Selwyn was now able to turn to the islands of the Pacific. Having ascertained that his field must be Melanesia, he began in 1849 his admirable work among those untouched islands. Persuaded that every man, however savage, was able and even likely to receive the Gospel if presented, and that every one who should receive it would be able and willing in some measure to impart it, he sought from the first to find teachers of the heathen among themselves, to 'catch men in a black net with white corks.' Risking no life but his own, landing alone on many a dangerous beach, he sought and found among crowds of savages the boys whom he would teach to be the teachers of their people, and, with a strange success, he brought them to his college.

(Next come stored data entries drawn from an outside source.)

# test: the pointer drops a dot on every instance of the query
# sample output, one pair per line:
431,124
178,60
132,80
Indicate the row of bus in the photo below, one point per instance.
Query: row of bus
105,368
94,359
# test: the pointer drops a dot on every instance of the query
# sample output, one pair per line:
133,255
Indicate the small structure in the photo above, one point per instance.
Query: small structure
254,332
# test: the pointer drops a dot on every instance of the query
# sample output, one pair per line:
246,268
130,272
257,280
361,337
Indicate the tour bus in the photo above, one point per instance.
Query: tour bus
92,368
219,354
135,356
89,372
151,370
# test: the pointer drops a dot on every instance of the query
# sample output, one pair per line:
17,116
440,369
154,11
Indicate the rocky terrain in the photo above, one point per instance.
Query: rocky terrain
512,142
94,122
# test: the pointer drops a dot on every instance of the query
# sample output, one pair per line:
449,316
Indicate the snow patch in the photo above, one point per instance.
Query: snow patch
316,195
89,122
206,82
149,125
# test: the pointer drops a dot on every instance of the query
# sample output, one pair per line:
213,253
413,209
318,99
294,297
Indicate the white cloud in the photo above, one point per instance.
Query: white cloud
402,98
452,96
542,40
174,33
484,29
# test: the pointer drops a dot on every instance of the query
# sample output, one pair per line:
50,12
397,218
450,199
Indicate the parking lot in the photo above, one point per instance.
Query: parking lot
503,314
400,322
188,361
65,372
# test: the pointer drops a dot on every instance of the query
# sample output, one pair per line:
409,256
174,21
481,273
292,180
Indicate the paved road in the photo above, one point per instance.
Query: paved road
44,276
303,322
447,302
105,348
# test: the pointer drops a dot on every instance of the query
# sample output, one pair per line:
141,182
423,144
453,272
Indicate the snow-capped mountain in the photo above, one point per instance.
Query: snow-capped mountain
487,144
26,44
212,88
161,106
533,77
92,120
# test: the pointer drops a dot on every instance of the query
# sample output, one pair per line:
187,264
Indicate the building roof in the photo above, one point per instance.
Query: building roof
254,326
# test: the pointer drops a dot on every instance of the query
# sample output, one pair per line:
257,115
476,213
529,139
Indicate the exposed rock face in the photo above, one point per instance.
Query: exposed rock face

The grant of self-government to the colony gave the opportunity to the Church. The bishop visited England, and made clear the way for the division of his diocese, the organisation of the province, the establishment of the Melanesian diocese. As a result the Church in New Zealand was soon at work with a system of trusts and co-ordinated synods. In 1859 the First General Synod was attended by five bishops, with clerical and lay representatives. But the progress of the Church, and of religion, was for ten years sadly hindered by a native war. The bishop ministered equally on both sides; the natives were in revolt against English rule and religion; the colonists were angry with the friends of the natives. But in this time of unpopularity the bishop was really making himself better known to both races. This was shown when both bade him farewell, when, much against his will, he had become Bishop of Lichfield; it was then shown that twenty-six years of labour among them were understood and valued.

Bishop Selwyn accepted translation to Lichfield in 1867, where he laboured abundantly and fruitfully. Twice he visited the sister Church in the United States. He had to grieve for the death of Bishop Patteson (q.v.), to rejoice over the consecration of his own son to take the vacant place. Bishop Selwyn belongs to New Zealand; but it should be remembered that the grass of the Cathedral Close at Lichfield was long worn by the feet of the black-country people who visited his grave. [R.. H. C.]

G. H. Curteis, Life; personal recollections.